The title of Antonya Nelson’s new collection, Funny Once, prepares the reader for the sharp pang of nostalgia, the joy of a memory tempered by the realization that its time has passed, making way for a more somber present. The collection delivers on this promise, as its stories wade again and again into the way the past operates for its characters: the past as giddy relief from an unyielding now, the past as archives to be searched for the source of the unraveling future, the past as malevolent ghost, the past as the comforting pain of pressing a bruise. This is a collection of ex-lovers and old friends and deteriorating parents, all serving as mirrors to its characters’ former selves. The reader is left with the sense that these former selves would be, in most cases, not so much disappointed in as bewildered by the people they’ve become.

Funny Once is Nelson’s eleventh book, and while she’s shown herself to be a deft novelist, this collection highlights the reasons she’s earned a reputation as a master of the short story. At its most basic, the story form directs the reader’s attention to a moment of irreversible shift and works at revealing how it came to pass and suggesting what it might mean. For some writers, the immediacy is enough—the short story is a kind of fortune teller, leaving the reader with the anxious ache of what will come.
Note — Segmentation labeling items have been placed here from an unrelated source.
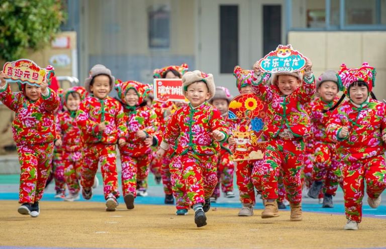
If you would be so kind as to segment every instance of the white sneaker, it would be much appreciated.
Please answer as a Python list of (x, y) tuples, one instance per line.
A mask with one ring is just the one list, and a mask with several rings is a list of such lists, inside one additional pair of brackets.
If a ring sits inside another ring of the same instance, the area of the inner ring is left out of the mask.
[(344, 230), (358, 230), (358, 223), (349, 219), (343, 229)]
[(80, 196), (79, 194), (79, 192), (74, 194), (70, 193), (70, 194), (66, 196), (66, 198), (64, 198), (64, 201), (77, 201), (79, 199), (80, 199)]
[(368, 205), (373, 208), (376, 208), (380, 204), (380, 195), (378, 198), (367, 197), (367, 203)]
[(99, 185), (99, 180), (98, 180), (98, 178), (96, 177), (96, 176), (95, 176), (95, 177), (94, 177), (94, 184), (92, 184), (92, 188), (96, 188), (98, 187)]
[(118, 202), (113, 194), (109, 194), (106, 200), (106, 211), (115, 211), (118, 206)]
In this collection, Nelson stretches the form the way that Alice Munro often does, giving at once the story of the moment that shifts something and the story of the story, focusing in equal measure on the thing that happened and the way characters remember it.
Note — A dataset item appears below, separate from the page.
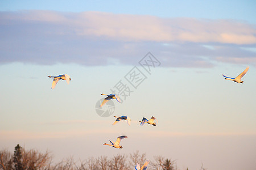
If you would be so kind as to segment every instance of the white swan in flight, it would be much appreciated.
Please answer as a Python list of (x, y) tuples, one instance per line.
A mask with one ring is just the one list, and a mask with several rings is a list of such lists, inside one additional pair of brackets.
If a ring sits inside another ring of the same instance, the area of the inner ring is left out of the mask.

Nelson’s characters often carry their younger selves around with them; some obsess about the line between who they were and who they are, and others retreat as far as possible into the past. Multiple adult characters nurse addictions that were once the glamorous habits of their younger selves. Nana, the protagonist of “Soldier’s Joy,” sleeps with her now-married high-school boyfriend in her childhood bedroom and then gets high with him in the tree house next door, in order to avoid confronting the messier aspects of her adult life: the aging father she has come to help; the aging husband she has come to get away from without wanting to confront her reasons. In a New Yorker interview about the story “First Husband,” Nelson explains her interest in rebellious teenagers with the tongue-in-cheek response, “My interest in adolescence is directly related to the fact that I don’t seem to have outgrown it. For me? It’s all pretty much still seventh grade.” [End Page 187]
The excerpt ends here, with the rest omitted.